Je vous prie de m’excuser mais je vais être très direct et brutal, j’ai trouvé ce roman particulièrement chiant !!!
Le roman se présente comme un texte initiatique où nous suivons une narratrice, de sa jeunesse à l’âge adulte, en cinq étapes de sa vie. Déjà enfant, elle en convient, « Je suis bizarre » et dès les premières lignes ça saute aux yeux du lecteur qui pressent être mal embarqué dans ce calvaire annoncé, « Il y a un secret dans les choses et le secret des choses prend la forme des choses » (Sic !). En me cramponnant au livre je l’ai suivie dans un bar lesbien, une maison abandonnée, un immeuble peuplé de sectes, et enfin une longue marche solitaire vers une montagne avant d’atteindre, épuisé, le point final.
Le texte adopte tous les codes intellos les plus bidons et convenus, il s’agit donc une fois de plus d’une critique de l’ordre social et de la société avec ses normes aliénantes, ses mensonges, dont la narratrice cherche à s’échapper. Pour nous prouver que sa vision ne manque pas de profondeur, l’écrivaine convoque les références philosophiques et littéraires de grands noms comme Homère, Wittgenstein, Beckett ou Simone Weil qui n’étant plus là ne peuvent pas se plaindre… Blablabla.
Pour résumer, un ramassis, quasi illisible, de lieux communs et d’idées fumeuses (« C’est la cause des viols, qui sont des masturbations sur un autre corps » ; « Le bien et le mal sont les deux points d’une ligne qui n’a pas d’extrémités »).
Un roman paru aux éditions du sous-sol, lieu dont il n’aurait pas dû sortir !
« Les pensées dominantes se diffusent en nous. La culture fournit aux membres du groupe une sorte de guide. De génération en génération, les personnes intègrent une masse de connaissances allant de se saluer à se vêtir, de se laver à se sourire, de lire à pleurer ses morts, de protester à cuire les céréales. L’être vivant organise le milieu. Et toi ? »

9 commentaires
Je rigole car : droit au but!
Attirée par un avis bien plus positif, je viens de l'emprunter en bibli (prudente, la guêpe ^_^)

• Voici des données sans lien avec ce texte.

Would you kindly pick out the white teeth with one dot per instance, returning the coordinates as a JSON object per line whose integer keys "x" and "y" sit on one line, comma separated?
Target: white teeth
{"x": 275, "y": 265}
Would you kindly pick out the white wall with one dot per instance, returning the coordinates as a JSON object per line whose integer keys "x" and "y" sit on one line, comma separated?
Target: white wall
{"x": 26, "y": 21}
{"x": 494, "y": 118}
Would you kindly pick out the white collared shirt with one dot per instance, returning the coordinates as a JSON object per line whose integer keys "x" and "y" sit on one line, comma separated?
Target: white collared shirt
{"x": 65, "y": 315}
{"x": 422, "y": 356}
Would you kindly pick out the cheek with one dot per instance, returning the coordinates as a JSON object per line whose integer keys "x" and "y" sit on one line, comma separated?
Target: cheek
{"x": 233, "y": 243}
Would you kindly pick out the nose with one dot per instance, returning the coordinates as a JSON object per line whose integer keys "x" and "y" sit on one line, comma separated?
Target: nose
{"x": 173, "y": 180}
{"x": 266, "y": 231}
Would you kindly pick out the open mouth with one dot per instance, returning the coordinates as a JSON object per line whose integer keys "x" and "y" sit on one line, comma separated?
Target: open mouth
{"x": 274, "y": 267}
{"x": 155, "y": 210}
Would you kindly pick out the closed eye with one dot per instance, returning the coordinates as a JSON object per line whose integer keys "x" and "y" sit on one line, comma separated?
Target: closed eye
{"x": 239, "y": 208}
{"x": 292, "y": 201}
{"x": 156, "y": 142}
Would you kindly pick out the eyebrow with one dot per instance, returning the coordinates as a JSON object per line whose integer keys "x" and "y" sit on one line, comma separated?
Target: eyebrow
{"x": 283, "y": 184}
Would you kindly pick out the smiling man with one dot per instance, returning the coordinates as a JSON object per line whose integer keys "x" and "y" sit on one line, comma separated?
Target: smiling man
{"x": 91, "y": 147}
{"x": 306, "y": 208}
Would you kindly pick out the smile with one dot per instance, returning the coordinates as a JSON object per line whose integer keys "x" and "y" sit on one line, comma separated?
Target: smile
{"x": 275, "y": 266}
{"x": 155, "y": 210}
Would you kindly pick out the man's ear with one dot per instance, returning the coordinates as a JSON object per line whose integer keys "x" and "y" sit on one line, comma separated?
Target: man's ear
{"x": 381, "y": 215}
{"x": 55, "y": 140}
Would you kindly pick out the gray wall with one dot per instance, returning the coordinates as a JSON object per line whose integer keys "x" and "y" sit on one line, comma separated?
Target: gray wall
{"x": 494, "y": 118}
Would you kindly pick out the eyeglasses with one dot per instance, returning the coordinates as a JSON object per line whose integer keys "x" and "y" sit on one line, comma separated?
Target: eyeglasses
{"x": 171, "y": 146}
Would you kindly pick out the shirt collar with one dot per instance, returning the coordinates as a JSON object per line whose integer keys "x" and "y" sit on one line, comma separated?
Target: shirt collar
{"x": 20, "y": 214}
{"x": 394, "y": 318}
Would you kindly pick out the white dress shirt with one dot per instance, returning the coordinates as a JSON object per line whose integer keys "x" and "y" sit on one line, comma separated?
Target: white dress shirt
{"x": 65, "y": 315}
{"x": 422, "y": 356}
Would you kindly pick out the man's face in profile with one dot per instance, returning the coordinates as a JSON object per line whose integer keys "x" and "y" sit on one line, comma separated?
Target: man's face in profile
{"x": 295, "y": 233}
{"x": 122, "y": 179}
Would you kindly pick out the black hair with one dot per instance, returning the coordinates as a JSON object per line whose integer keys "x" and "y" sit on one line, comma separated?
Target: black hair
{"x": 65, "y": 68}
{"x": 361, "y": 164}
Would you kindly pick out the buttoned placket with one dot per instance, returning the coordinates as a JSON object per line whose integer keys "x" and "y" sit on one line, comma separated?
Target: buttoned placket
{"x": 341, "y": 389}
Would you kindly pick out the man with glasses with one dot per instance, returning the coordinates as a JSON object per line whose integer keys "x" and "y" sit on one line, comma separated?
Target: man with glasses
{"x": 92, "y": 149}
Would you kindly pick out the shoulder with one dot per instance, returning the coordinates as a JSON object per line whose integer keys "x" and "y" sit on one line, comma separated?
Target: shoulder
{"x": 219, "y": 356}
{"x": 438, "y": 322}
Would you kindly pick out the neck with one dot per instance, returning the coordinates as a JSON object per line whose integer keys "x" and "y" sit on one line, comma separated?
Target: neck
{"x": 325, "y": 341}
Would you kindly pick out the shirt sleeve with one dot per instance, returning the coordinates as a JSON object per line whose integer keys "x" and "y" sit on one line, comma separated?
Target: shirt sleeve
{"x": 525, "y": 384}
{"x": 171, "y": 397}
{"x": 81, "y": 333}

Alors j'attends ton avis avec curiosité !
Eh bien voilà qui est clair, nos avis sont pour une fois complètement opposés !
En refermant ce roman je me suis demandé où j’avais pu trouver l’idée de le lire ? C’est donc ton billet et effectivement nous n’y avons pas vu la même chose, c’est le moins que l’on puisse dire !!!! De notre « duel » c’est toi qui en sort vainqueur… toi tu n’as pas perdu ton temps.
Tu me vois à l'inverse bien désolée de t'avoir fait perdre le tien... :)
Deux choses me retenaient face à ce roman : le fait qu'il soit unanimement encensé par la critique "institutionnelle" et le terme de poétesse... Ton avis et les extraits me confirment que je n'ai même pas besoin de l'emprunter "pour voir"...
Tu peux toujours le feuilleter en bibliothèque avant de prendre réellement ta décision : d'un côté il y a ma critique sévère, de l'autre il y a des avis favorables, de blogueurs et de professionnels, et le bouquin a reçu plusieurs prix ! De quoi s'interroger non ?
"Un roman paru aux éditions du sous-sol, lieu dont il n’aurait pas dû sortir !" : j'adore ! :-)
Et pourtant... moi j'ai beaucoup aimé ! ;-)
Elle est très clivante Laura Vazquez et je comprends complètement qu'on n'aime pas du tout. Moi ça me parle. Après peut-être oui qu'elle en fait trop sur les références.
J'adore quand on "s'écharpe" sur des livres ou des auteurs, ça fait vivre la littérature !
Oui, c’est ma faiblesse, j’adore faire de l’humour dès que c’est possible ! Pour en revenir au bouquin, je ne vois pas ce qui séduit ses lecteurs ? Pourtant ils existent puisque le livre a reçu plusieurs prix… Où nous sommes d’accord c’est lorsque tu dis « J'adore quand on "s'écharpe" sur des livres ou des auteurs, ça fait vivre la littérature ! » Et j’ajouterai, je n’ai pas la prétention d’avoir toujours raison dans mes critiques… même si ici, je ne changerai pas d’avis !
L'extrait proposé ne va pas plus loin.